Der wissenschaftliche Beirat befasste sich noch vor Ostern mit den letzten Beiträgen für den Auswertungsband, der im zweiten Halbjahr 2024 erscheinen und zahlreiche weitere Ergebnisse der 6. KMU im Detail vorstellen wird: von der religiösen Bewältigung der COVID-19 Pandemie, über Kasualien, religiöse Sozialisation oder Gottesdienstteilnahme online bis hin zu der Frage ob das Geschlecht noch einen Unterschied macht. Seien Sie gespannt und interessiert! Ich selbst beschäftige mich aktuell mit den regionalisierten Ergebnissen sowie dem bereits angekündigten ökumenischen Kirchenatlas. Ein zugegeben kleiner Beitrag zu der von Kardinal Marx empfohlenen Wirkungsorientierung.

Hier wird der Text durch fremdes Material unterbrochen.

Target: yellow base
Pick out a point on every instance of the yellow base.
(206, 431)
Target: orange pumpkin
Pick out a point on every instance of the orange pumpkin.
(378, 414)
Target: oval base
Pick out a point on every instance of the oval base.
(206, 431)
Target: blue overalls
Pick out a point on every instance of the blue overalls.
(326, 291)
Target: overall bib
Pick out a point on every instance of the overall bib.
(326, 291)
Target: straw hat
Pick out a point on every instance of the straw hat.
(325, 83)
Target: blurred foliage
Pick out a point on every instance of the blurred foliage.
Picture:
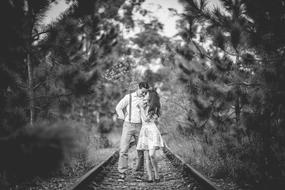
(235, 86)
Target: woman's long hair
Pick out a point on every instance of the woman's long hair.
(154, 103)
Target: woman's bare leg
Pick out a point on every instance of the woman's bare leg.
(148, 165)
(154, 162)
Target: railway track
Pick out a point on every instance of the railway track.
(174, 172)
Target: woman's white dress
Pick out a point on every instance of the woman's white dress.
(149, 137)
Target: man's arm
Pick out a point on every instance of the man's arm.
(120, 106)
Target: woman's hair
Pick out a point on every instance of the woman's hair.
(154, 103)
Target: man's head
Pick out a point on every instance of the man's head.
(142, 88)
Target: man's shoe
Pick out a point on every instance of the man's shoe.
(122, 177)
(138, 175)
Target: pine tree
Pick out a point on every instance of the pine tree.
(235, 85)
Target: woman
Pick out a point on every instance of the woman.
(150, 138)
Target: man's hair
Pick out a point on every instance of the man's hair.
(143, 85)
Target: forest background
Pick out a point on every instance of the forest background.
(220, 79)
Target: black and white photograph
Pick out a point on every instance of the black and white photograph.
(142, 95)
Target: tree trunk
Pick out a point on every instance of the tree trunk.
(30, 88)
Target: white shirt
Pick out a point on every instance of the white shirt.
(135, 110)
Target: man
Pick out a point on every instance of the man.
(131, 127)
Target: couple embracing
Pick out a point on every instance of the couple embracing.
(142, 111)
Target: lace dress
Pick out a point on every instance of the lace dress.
(149, 137)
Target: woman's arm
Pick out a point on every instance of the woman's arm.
(145, 117)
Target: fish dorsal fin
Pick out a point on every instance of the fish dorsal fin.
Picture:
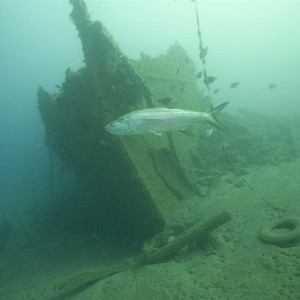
(156, 132)
(187, 131)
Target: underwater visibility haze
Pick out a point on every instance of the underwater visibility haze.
(125, 174)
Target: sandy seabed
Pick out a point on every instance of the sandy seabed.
(240, 266)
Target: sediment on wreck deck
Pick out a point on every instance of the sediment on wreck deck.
(138, 179)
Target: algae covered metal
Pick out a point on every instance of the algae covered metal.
(138, 179)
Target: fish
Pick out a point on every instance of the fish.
(159, 120)
(234, 85)
(272, 86)
(199, 74)
(209, 79)
(165, 101)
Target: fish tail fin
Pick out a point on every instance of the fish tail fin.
(213, 116)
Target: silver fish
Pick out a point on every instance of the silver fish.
(158, 120)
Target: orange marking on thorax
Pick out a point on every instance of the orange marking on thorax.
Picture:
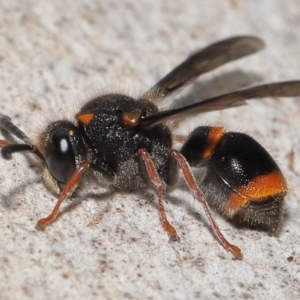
(214, 137)
(85, 118)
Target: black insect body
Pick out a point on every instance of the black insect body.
(125, 142)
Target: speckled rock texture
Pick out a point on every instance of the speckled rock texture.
(54, 54)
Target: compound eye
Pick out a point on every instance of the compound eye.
(60, 156)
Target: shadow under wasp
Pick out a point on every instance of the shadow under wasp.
(127, 145)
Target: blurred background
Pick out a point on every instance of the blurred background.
(56, 54)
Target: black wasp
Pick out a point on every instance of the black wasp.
(127, 145)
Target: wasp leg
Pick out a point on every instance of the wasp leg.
(197, 194)
(66, 192)
(159, 187)
(179, 138)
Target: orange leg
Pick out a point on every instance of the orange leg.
(4, 143)
(179, 138)
(197, 194)
(159, 187)
(66, 192)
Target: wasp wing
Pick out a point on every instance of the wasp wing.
(237, 98)
(201, 62)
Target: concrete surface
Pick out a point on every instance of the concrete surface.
(113, 246)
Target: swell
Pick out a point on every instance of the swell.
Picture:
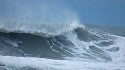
(83, 43)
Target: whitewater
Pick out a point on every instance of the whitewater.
(40, 35)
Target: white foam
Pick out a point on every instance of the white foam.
(49, 64)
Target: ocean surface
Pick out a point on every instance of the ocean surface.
(61, 47)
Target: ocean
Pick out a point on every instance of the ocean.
(61, 47)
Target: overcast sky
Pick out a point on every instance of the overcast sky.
(107, 12)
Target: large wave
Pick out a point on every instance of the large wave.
(39, 35)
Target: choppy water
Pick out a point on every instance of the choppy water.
(82, 48)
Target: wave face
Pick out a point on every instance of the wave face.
(46, 35)
(69, 50)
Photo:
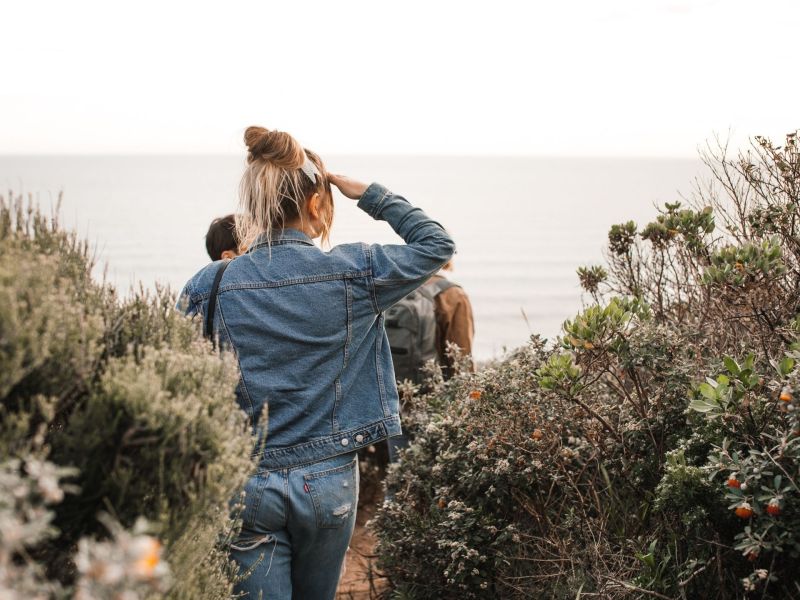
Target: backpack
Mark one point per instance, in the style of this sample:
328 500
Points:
411 328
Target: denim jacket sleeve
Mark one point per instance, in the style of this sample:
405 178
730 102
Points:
397 270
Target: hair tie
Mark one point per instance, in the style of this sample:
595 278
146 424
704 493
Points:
311 171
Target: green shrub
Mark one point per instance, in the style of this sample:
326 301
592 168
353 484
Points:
652 451
128 394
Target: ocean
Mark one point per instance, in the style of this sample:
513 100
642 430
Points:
522 225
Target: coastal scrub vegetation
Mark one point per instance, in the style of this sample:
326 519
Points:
652 451
121 443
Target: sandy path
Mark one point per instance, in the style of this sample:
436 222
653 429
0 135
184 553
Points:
361 581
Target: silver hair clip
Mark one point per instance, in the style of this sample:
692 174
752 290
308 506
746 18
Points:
311 171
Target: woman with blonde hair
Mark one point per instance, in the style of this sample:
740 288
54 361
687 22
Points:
306 327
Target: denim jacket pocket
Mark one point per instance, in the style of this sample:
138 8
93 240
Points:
334 493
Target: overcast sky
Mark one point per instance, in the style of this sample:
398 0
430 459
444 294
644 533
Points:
563 77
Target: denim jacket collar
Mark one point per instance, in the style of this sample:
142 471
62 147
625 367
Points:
279 237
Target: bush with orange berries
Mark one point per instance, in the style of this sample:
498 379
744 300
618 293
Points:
652 451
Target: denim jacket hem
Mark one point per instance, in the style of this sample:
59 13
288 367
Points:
326 447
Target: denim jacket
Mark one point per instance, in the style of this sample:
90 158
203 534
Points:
306 327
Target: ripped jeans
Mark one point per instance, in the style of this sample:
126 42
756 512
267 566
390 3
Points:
297 525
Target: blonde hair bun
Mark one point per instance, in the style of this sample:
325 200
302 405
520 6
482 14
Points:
276 147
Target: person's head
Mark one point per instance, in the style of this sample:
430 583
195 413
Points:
283 186
221 238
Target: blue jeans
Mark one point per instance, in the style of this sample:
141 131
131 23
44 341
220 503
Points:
297 525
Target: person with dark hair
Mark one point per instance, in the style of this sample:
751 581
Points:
221 240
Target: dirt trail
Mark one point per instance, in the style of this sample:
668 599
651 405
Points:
360 580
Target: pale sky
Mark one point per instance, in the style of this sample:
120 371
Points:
567 77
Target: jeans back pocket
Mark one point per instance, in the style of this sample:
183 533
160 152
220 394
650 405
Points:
334 493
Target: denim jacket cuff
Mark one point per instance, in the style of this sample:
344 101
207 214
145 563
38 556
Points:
371 201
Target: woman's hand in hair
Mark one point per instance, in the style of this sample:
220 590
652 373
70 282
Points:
349 187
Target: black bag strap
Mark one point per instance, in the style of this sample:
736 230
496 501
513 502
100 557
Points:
441 284
208 329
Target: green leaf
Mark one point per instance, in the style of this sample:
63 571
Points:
786 365
702 406
707 391
731 365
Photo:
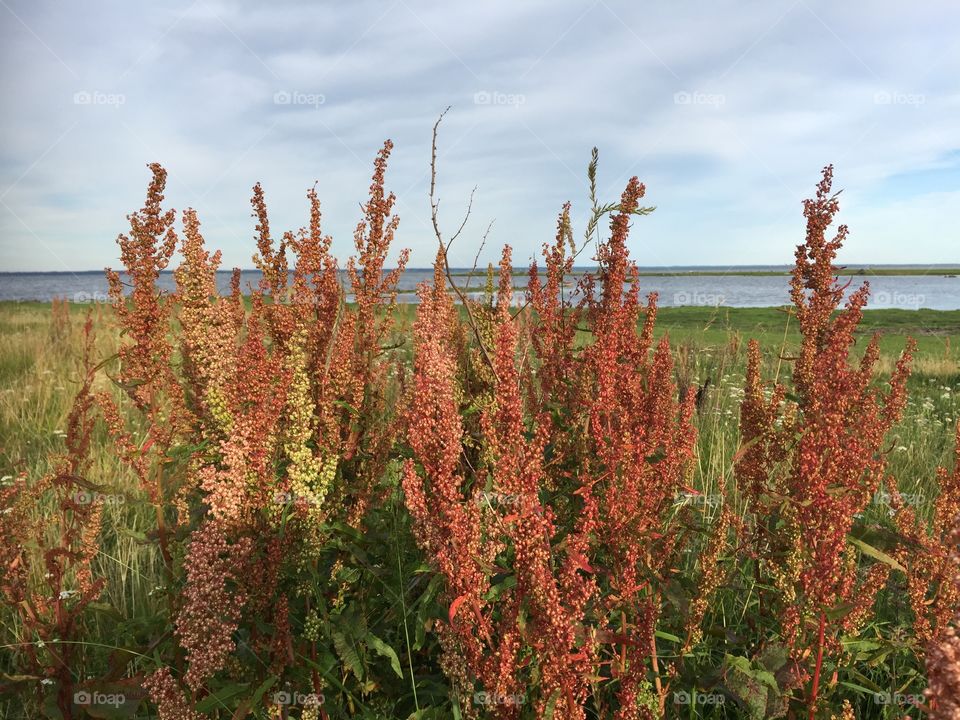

Zum Abschluss möchte ich Sie noch auf das Hirtenwort 2024 von Bischof Dr. Michael Gerber aufmerksam machen. Besser gesagt auf das Video dazu, dass die ZEIT Mitte Februar unter dem Titel „Influencer im Namen des Herrn“ vorgestellt hat. Es ist bereits das dritte derartig aufbereitete Hirtenwort aus Fulda und auch die Videos zu den Hirtenworten 2022 und 2023 sind sehens- und hörenswert! Hier schließt sich der Kreis zur 6. KMU und das säkulare Driften der Gesellschaft: Die Botschaften von Bischof Dr. Michael Gerber sind von tiefem Glauben geprägt und hochgradig anschlussfähig! Seine Perspektiven für Gottes Volk von heute hat er übrigens Anfang 2024 in dem lesenswerten Buch „In der Tiefe der Wüste“ beim Herder Verlag veröffentlicht. Ich habe die spannenden „Geschichtchen“ auf den 150 Seiten an einem Sonntag „verschlungen“.